One of the memories that I carry from the 2016 election season that haunts me is that of a forum with delegates that was broadcast from the Democratic Convention at the end of its first night. One of the delegates, a Bernie Sanders supporter, said that if Hillary Clinton was the party’s nominee she would never, under any circumstance, vote for her.
She went on to say that if that caused the GOP candidate ( you know how I’m talking about– don’t make me use his name) to win the presidency, so be it. They would simply come back four years later and get what they wanted then. Simple as that.
The sheer naivete and shortsightedness of her words made me quake. The GOP candidate’s agenda was already revealing itself to anyone who really looked hard. Those who did look could see that his election would mean an unraveling of many of the progressive strides made by this country. The nation under this person would head back toward a time without environmental protections or the regulation of financial institutions. You could even then see that he would try to persecute his rivals and would stack the courts with judges with the most radically right views possible. His implicit racism would curb any steps for social justice or equal footing for people of color that had been put in progress and his views on immigration were xenophobic and downright frightening.
To believe that we could allow this type of governance for four years then simply push him out in the next election and go right back to where we were was irresponsible madness.
In less than four years, he has stripped away many protections for our land, our air, our water and our people.

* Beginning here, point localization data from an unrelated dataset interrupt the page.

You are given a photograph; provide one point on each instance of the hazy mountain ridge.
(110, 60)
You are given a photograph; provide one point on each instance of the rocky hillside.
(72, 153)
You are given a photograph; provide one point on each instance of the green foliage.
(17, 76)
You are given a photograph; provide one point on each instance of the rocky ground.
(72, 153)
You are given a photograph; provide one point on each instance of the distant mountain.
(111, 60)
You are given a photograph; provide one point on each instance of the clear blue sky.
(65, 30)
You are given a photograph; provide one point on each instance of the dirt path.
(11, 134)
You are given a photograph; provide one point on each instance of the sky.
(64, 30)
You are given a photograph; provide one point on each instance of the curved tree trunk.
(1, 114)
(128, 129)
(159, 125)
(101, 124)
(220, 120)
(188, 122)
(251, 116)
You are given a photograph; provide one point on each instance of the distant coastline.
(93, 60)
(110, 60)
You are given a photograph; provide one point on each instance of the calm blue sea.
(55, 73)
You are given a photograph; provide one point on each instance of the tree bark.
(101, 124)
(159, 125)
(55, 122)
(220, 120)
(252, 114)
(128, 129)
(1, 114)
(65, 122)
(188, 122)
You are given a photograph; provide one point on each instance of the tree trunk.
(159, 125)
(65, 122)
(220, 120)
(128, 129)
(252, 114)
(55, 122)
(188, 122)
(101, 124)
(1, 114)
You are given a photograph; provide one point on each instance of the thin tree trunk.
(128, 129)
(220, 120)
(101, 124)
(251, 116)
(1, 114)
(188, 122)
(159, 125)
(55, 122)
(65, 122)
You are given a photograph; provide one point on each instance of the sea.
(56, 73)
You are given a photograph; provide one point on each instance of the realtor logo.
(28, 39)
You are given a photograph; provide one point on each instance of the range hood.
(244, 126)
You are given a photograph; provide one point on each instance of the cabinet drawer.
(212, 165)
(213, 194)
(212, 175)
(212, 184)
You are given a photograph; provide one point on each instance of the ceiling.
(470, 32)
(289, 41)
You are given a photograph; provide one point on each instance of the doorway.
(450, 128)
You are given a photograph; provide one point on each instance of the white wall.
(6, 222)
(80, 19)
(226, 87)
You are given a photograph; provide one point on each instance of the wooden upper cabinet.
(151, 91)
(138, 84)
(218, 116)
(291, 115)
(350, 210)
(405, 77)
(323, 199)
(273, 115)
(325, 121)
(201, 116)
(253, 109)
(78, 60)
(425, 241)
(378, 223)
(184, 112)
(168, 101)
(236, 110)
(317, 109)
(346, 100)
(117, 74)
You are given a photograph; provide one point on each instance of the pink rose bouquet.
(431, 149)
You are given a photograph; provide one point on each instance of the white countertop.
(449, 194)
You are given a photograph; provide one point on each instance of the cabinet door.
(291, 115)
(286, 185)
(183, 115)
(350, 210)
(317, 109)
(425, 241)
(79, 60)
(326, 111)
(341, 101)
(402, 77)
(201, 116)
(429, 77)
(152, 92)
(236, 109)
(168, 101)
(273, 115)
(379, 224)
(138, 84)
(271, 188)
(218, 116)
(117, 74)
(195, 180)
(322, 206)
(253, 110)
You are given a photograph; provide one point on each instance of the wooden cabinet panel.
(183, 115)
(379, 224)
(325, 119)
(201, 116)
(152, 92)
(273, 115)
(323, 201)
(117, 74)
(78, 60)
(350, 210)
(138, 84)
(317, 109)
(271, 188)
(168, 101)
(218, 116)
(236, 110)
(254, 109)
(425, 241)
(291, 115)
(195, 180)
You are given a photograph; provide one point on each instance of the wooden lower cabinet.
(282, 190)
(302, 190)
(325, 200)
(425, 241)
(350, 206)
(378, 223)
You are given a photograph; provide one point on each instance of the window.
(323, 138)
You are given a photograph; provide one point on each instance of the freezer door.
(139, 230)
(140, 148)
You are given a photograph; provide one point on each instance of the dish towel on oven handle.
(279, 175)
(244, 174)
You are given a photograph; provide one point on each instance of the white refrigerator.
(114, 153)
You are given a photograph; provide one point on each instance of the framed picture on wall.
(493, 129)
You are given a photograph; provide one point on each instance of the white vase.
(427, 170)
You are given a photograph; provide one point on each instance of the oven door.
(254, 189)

He has attempted to make the Department of Justice his personal attack dog. How many children has he caged at our borders? Does anyone really know how many of them are still imprisoned there and for how long? He has weakened our longstanding alliances around the world, instead opting to cozy up to despots and totalitarian regimes who he fawns over. He has blown up our national debt, even without a crisis like a war or a pandemic, which is going to add even more. He has dismantled many of the gears of good government, including sacking the Pandemic Response office in 2018 for no reason at all.
This is just an off the cuff recall of his time in office and doesn’t even go into the damage he has done to our press freedoms or his incessant lying or the openly corrupt manner in which he stuffs his pockets and those of his friends and family from the public trough. If you give me a few more minutes, I am sure I could fill several more pages with all the ways in which he is negatively affecting this country.
So, to think that we would just let him be and then calmly take him out in 2020 was ridiculous.
Everything changes and does so quickly.
If, by the grace of some god somewhere, we do elect him out of office, we are not looking at the same country that we saw four years ago. There is a lot to be cleaned up and a lot more that we must rebuild once again to even get close to where we were before the 2016.
And if we somehow allow him four more years, all bets are off on where will be in 2024. We may be looking at a country that is totally unrecognizable to most of us. We will have elected an unfettered monster who unleash all his wrath on anyone who has wronged him or speaks out against him.
I do not believe I am speaking in hyperbole here.
I like Bernie and would love to see some of his ideas come to fruition. But I also know that unless we steady this ship, all is lost. This is not the time for the absolutism of many of his followers, like that delegate four years ago. The problem with all or nothing strategies is that you often end up with nothing.
No, this is a time of pragmatism. Would I like Joe Biden to be even further left? Sure. But I also know that he is, by virtue of the progressive changes that have taken place over the past thirty or forty years, further left than most Dem presidential candidates in that same time frame.
Joe Biden is not a perfect candidate. He is flawed and has made mistakes. He will make more. In the words of a rabbi that I recently read online, he is an imperfect mensch.
A mensch, for those who don’t know, is the Yiddish word for a person of honor. A good and caring soul. A real human being. A Holocaust survivor that I knew once called me a mensch and of the few accolades I’ve garnered in this world, that might be the one that I hold closest to my heart.
Biden is not perfect and won’t take the Bernie Bros all the way to where they want to be. But he will get them closer, setting our course in the right direction. Maybe even building a bridge in that direction that they can someday cross.
I trust him to try to do the right things. To be steady. I believe he will listen to the experts, will trust scientists, and will seek advice from the best minds. I believe he will not willfully hurt this country or its people and will try repair the damage done to our house and maybe build something better, even if it’s only incrementally better.
To continue this house analogy, Joe Biden might just be the firestop that keeps the whole house from burning to the ground.
That kind of pragmatism might not be exciting. Might not be the stuff of legend.
But it’s what we need in this moment.
And sometimes doing what is needed rather than what you want is, in itself, heroic.
To my Bernie Bro friends, think about that, please.